Thursday, October 27, 2011

The Origins of Agriculture

Paleoanthropolical theory has suggested multiple reasons that early humans gave up their lives as hunter-gatherers and turned to agriculture. The earliest and most accepted theory is that agriculture was a natural progression or cultural progress. Others have suggested enviromental change and others an increase of population. However, their are problems with all these theories.
First, let's start with the "natural progression" of culture bringing us agriculture. Why? It is estimated that gathering and hunting brings the same amount of food yeild PER MAN-HOUR as agriculture does. Obviously seed crops give people a significant increase in food yield per acre, but that would not have been known.

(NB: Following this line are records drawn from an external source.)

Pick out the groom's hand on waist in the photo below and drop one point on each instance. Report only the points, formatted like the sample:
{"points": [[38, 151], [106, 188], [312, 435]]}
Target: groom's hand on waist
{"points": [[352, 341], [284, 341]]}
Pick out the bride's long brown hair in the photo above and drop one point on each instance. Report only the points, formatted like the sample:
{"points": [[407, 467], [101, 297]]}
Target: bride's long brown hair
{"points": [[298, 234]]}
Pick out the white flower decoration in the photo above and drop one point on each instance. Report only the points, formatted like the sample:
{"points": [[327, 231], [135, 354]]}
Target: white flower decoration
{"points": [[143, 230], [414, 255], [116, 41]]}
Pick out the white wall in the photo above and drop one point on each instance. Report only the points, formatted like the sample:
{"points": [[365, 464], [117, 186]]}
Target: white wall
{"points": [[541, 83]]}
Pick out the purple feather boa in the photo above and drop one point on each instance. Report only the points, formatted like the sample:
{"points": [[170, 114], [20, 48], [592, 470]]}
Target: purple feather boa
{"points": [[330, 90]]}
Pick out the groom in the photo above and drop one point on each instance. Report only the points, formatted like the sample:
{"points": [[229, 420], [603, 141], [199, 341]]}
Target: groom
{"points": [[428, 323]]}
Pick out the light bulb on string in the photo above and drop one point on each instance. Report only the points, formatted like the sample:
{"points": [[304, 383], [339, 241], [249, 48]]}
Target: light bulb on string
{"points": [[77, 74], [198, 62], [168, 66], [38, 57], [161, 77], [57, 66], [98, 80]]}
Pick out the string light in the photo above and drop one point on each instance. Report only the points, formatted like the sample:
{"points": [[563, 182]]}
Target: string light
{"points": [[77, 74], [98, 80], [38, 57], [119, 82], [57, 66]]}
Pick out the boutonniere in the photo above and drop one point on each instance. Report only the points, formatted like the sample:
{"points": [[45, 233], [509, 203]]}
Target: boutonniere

Enviromental change is a very weak theory, as differnent cultures turned to agriculture at different times in history.
I also don't believe that an increase in population would have caused early humans to turn to agriculture, as it more likely that a turn to agriculture lead to an increase in population.
So, what is the most likely reason people turned to agriculture? Fishing. Seed crops take time to grow, and it just does not makes sense that early man would have suddenly stopped their nomadic lifestyle and sat around watching plants grow as game dimmenshied. Fishing gave early man a steady and reliable food source that could have led to the first permanent settlements. These stable and permanent settlements would have allowed increases in population, and also given the earliest farmers time to plant, grow, and harvest the first earliest crops. Spear fishing was probably the first form of fishing and could have been done with many of the same spears that were used in hunting, and gathering shallow water creatures such as crabs, mussels, clams, fogs, turtles, and snakes could have added variaty and stability to the fishing villages. From these early settlements, the domestication of animals and seed crops would have had a solid foundation to grow from.